La Romanée Conti Grand Cru Domaine de la Romanée Conti 2016 a un parfum incroyable, envoûtant, d’une force extrême. La bouche est très aérienne. La complexité est là, mais il faut la chercher car elle ne se veut pas évidente. Bernard Burtschy dit que c’est un vin déstabilisant. Il ajoute qu’il faut se laisser prendre par sa magie. Aubert de Villaine le dit évanescent, transparent, mais le vin s’anime et apparaît, frais et fluide. Il me fait la danse des sept voiles. Je ressens qu’il explosera de saveurs raffinées quand il aura vingt ans. Il s’anime à l’aération et le nez est fou. La bouche est folle elle aussi. Il y a une profondeur qui est hors norme et il suffit de goûter à nouveau le Richebourg et La Tâche pour sentir à quel point ce vin est d’un raffinement absolu.

Les 2016 rouges que nous avons bus sont d’une très grande qualité et Aubert de Villaine nous dit que le millésime 2016 sera le millésime le plus sous-estimé car il sera probablement plus grand que 2015, millésime encensé.

Le Montrachet Grand Cru Domaine de la Romanée Conti 2007 est servi car il n’y a pas de 2016. La grêle a permis à toute l’appellation de faire une très petite quantité qui a été vinifiée pour compte de tous les domaines par le Domaine Leflaive. Il ne sera pas commercialisé mais réparti entre les vignerons concernés. Le 2007 a déjà une couleur dorée qui s’explique par le léger botrytis que l’on ressent en bouche. Le nez est discret et la bouche est délicate. Ce n’est pas un vin tonitruant. Il a une belle matière mais pas de gras. Il est très subtil. Ses saveurs vont tous azimuts ce qui est assez exceptionnel. Aubert de Villaine le dit opulent mais je le trouve plutôt raffiné, jouant sur ses complexités. J’aime le raffinement de ses saveurs aériennes. Il a une belle acidité et de la fraîcheur. C’est un très grand vin.

Cette dégustation a été d’un niveau exceptionnel.
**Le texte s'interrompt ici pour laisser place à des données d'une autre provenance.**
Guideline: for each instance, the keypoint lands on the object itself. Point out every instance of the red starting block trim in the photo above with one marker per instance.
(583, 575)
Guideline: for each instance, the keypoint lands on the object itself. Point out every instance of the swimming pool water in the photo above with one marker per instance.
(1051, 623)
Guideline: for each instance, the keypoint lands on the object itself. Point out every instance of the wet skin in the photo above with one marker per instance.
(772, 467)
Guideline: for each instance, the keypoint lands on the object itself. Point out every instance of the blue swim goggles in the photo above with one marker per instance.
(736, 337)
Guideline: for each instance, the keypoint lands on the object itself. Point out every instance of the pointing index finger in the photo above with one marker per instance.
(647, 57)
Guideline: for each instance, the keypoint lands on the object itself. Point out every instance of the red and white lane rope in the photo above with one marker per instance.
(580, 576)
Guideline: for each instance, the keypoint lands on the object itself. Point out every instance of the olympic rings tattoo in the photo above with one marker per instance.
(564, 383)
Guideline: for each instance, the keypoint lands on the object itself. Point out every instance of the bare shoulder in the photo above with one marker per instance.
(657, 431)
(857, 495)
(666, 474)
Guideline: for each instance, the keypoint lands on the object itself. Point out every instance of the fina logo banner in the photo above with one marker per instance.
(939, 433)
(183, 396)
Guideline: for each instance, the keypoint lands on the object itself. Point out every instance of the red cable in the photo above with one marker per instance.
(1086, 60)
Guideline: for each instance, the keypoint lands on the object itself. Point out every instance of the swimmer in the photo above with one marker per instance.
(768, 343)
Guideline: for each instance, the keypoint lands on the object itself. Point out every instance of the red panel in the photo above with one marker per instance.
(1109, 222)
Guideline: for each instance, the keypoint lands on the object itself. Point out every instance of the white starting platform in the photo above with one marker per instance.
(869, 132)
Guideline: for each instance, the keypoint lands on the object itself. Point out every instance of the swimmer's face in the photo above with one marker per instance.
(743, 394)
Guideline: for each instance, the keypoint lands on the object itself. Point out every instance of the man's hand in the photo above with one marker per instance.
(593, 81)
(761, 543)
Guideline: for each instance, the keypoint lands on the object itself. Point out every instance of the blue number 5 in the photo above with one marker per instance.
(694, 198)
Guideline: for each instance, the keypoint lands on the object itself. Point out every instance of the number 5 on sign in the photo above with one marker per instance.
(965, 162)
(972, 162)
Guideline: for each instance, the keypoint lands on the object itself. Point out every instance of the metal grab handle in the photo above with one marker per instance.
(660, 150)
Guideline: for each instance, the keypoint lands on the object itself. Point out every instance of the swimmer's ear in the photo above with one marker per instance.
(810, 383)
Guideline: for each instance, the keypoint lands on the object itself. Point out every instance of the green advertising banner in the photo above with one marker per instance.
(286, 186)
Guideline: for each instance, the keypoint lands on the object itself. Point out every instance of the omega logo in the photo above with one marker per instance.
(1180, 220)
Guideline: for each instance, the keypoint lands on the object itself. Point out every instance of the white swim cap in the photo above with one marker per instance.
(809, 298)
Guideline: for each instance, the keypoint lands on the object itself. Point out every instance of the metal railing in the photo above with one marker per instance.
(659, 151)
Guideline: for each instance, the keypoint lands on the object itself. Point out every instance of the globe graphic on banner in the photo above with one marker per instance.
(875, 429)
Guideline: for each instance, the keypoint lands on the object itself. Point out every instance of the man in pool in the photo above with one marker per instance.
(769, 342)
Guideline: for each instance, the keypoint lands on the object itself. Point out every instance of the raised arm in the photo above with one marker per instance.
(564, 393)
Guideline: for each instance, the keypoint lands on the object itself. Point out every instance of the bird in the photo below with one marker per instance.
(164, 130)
Selon la tradition nous nous retrouvons à quelques-uns à dîner dans la salle de restaurant de Grains Nobles, autour d’Aubert de Villaine, Bernard Burtschy et de Marie-Ange Gorbanevsky. La cuisine est très familiale avec des plats agréablement épicés. Le Champagne Cuvée des Caudalies de Sousa & Fils 1999 est du pur chardonnay de vignes de plus de cinquante ans, dégorgé en 2005. Il est très bien fait et de belle fraîcheur.
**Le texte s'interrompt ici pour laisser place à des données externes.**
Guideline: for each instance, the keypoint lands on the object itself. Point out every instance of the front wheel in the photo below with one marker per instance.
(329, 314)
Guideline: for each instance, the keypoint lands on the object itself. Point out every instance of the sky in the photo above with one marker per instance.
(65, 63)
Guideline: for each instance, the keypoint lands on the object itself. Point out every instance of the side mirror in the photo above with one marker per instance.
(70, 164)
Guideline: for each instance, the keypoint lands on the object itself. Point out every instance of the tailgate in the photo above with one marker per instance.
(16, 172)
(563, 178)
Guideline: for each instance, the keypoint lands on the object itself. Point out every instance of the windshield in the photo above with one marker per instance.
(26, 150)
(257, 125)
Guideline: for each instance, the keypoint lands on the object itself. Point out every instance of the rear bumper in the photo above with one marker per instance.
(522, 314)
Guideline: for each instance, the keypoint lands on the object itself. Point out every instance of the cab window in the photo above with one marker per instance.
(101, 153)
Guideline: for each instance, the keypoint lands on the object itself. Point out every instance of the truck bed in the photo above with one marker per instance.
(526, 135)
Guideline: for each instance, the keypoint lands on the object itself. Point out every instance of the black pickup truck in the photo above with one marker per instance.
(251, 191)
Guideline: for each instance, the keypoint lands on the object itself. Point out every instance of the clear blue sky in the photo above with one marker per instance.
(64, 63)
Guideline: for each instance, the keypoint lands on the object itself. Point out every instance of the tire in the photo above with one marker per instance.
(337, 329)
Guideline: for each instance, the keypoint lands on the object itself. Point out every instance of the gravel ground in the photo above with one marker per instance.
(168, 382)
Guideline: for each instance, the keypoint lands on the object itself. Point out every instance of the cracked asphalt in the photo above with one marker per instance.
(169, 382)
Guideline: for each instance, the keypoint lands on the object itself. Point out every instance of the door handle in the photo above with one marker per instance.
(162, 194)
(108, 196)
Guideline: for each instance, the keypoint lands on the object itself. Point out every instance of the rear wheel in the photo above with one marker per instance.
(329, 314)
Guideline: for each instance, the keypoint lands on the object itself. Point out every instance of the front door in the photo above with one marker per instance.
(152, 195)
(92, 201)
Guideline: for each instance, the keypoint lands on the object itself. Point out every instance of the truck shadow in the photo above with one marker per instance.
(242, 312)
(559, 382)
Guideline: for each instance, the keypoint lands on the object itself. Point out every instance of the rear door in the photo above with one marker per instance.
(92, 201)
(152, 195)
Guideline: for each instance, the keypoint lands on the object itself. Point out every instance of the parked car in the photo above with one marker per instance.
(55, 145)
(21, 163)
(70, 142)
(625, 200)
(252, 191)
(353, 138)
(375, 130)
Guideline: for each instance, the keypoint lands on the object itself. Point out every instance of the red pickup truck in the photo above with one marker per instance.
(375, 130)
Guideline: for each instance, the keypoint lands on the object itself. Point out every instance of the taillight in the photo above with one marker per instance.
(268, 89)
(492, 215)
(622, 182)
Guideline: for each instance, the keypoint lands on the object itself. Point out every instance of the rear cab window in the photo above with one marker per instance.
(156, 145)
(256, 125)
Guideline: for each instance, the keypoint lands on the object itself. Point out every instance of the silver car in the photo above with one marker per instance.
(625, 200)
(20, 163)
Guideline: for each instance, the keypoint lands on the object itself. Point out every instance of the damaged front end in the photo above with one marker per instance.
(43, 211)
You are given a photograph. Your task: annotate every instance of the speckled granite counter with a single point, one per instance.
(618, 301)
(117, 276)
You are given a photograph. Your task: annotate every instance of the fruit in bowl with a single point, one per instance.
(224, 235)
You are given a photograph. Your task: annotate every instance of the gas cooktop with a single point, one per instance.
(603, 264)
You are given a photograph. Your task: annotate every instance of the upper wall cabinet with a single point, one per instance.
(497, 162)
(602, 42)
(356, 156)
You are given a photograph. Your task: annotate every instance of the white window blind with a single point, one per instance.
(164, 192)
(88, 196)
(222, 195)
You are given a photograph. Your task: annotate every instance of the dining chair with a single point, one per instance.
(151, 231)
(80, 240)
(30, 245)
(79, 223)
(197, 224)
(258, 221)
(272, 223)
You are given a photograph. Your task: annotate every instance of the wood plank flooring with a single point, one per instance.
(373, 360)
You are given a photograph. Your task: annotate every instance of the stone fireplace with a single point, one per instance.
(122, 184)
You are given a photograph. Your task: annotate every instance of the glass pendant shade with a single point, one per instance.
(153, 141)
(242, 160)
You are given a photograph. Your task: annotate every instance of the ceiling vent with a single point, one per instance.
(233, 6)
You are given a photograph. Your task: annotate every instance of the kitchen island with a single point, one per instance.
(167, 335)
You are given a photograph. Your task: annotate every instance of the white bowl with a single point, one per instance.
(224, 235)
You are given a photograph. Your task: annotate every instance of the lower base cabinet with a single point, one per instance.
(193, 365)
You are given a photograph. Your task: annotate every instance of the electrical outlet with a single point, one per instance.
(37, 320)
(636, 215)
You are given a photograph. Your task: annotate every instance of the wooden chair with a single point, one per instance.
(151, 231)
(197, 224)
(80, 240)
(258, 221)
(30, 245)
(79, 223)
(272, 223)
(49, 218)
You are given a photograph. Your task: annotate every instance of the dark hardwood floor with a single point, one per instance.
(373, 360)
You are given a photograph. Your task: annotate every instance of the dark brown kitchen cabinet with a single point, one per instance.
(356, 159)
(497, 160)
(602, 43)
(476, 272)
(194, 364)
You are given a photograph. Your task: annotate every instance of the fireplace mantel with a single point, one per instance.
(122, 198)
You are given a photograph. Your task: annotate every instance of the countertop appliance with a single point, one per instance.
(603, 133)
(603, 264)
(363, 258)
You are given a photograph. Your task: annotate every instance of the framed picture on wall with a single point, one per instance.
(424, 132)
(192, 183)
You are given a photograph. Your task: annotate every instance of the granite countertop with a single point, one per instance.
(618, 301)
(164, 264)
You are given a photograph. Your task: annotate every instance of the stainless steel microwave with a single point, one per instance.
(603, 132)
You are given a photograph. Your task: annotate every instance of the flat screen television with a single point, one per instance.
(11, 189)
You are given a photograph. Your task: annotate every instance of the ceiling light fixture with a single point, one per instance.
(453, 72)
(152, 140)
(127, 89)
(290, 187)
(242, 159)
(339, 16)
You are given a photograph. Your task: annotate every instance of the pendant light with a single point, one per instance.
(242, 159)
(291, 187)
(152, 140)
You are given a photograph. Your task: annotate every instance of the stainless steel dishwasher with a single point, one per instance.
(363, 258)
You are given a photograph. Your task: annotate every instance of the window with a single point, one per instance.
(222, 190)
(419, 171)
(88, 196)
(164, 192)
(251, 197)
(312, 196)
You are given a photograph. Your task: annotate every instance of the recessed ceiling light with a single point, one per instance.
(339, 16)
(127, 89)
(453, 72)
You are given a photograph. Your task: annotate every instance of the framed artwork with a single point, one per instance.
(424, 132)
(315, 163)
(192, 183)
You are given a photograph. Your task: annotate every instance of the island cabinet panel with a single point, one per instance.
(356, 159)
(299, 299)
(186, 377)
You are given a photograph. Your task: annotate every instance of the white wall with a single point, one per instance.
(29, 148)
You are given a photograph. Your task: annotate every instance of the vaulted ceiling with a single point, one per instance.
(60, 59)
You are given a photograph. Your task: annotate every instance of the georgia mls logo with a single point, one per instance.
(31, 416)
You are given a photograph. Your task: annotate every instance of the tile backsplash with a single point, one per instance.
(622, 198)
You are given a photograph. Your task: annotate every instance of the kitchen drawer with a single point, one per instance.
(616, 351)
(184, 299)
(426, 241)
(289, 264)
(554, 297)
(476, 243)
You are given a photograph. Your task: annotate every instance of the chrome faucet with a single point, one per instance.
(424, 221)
A côté de lui le Champagne Bollinger la Grande Année Bollinger 2002 se montre plus puissant, plus carré et cela est dû à la présence significative de pinot noir. Et les deux champagnes ne se combattent pas mais additionnent leurs talents, le de Sousa plus fluide et aérien, le Bollinger plus solide et incisif.
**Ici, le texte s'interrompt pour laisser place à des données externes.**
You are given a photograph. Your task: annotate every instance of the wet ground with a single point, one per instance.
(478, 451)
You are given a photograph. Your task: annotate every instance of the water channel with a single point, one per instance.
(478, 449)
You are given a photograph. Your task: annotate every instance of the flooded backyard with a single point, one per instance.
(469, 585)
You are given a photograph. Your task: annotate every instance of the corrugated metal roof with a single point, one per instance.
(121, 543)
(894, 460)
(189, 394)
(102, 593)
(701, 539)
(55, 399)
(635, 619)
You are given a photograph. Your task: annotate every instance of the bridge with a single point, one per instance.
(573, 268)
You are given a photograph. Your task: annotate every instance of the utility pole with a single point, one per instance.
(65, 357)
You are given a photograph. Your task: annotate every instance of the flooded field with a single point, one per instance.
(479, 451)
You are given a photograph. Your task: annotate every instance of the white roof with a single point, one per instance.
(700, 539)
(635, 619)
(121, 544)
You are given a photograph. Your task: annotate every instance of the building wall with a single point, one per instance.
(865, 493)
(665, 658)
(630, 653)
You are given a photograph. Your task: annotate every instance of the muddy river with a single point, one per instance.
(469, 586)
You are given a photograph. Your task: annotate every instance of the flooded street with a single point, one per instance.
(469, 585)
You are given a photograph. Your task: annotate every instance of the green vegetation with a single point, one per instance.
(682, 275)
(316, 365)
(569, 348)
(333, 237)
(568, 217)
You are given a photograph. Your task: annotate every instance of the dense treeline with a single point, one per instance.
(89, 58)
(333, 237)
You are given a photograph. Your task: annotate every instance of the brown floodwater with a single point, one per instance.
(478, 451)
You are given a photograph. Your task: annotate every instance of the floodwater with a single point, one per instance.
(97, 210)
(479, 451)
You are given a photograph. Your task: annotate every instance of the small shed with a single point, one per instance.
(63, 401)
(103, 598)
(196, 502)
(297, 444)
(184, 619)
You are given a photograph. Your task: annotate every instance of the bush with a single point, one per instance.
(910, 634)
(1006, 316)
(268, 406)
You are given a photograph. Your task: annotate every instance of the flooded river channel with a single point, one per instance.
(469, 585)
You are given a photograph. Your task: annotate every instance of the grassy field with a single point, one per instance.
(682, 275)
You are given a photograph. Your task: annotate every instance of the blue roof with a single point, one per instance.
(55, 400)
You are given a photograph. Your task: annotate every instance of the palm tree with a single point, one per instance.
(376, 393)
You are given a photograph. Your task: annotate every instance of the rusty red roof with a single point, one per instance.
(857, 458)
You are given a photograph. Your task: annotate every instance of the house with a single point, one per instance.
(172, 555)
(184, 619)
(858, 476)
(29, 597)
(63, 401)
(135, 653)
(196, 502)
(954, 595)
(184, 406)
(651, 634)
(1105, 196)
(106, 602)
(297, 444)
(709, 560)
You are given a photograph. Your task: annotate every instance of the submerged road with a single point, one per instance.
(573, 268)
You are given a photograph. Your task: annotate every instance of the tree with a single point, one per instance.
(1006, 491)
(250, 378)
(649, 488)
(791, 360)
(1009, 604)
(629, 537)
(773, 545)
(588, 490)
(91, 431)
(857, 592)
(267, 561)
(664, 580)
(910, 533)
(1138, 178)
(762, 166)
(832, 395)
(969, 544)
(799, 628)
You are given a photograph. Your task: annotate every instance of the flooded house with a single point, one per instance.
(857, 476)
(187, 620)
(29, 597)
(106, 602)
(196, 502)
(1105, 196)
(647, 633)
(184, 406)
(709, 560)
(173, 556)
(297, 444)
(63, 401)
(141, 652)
Le Corton Grand Cru Bouchard Père & Fils 2002 est servi après la dégustation des vins jeunes de la Romanée Conti aussi le passage est assez difficile, mais le vin s’en sort bien, d’un classicisme de bon aloi.

Le Sandrone Valmaggiore Nebbiolo d’Alba 2004, bien que d’une extraction moins noble que le Corton, est plus adapté à ce dîner et au délicieux bœuf mariné de longues heures. Il est simple, d’une belle mâche et riche, sans souci.

Le Quart de Chaume domaine des Baumard 1997 est d’une belle couleur dorée et peut accompagner les beaux fromages mais aussi le dessert mêlant fruit de la passion et des fruits jaunes, rouges et noirs. Il est vif et gourmand, ensoleillé et généreux.

J’ai apporté un Coteaux du Layon Marcel Leconte 1959 et j’ai commis l’erreur de ne pas l’ouvrir avant la dégustation de la Romanée Conti, car il se présente bouchonné, sans trop d’influence sur le goût, ce qui me laisse penser qu’avec trois ou quatre heures d’aération il aurait perdu ce défaut.

Ce repas sympathique d’après la présentation des derniers vins de la Romanée Conti mis en bouteilles est un moment d’amitié qui ajoute au plaisir d’une des plus belles dégustations de vins jeunes qui soit.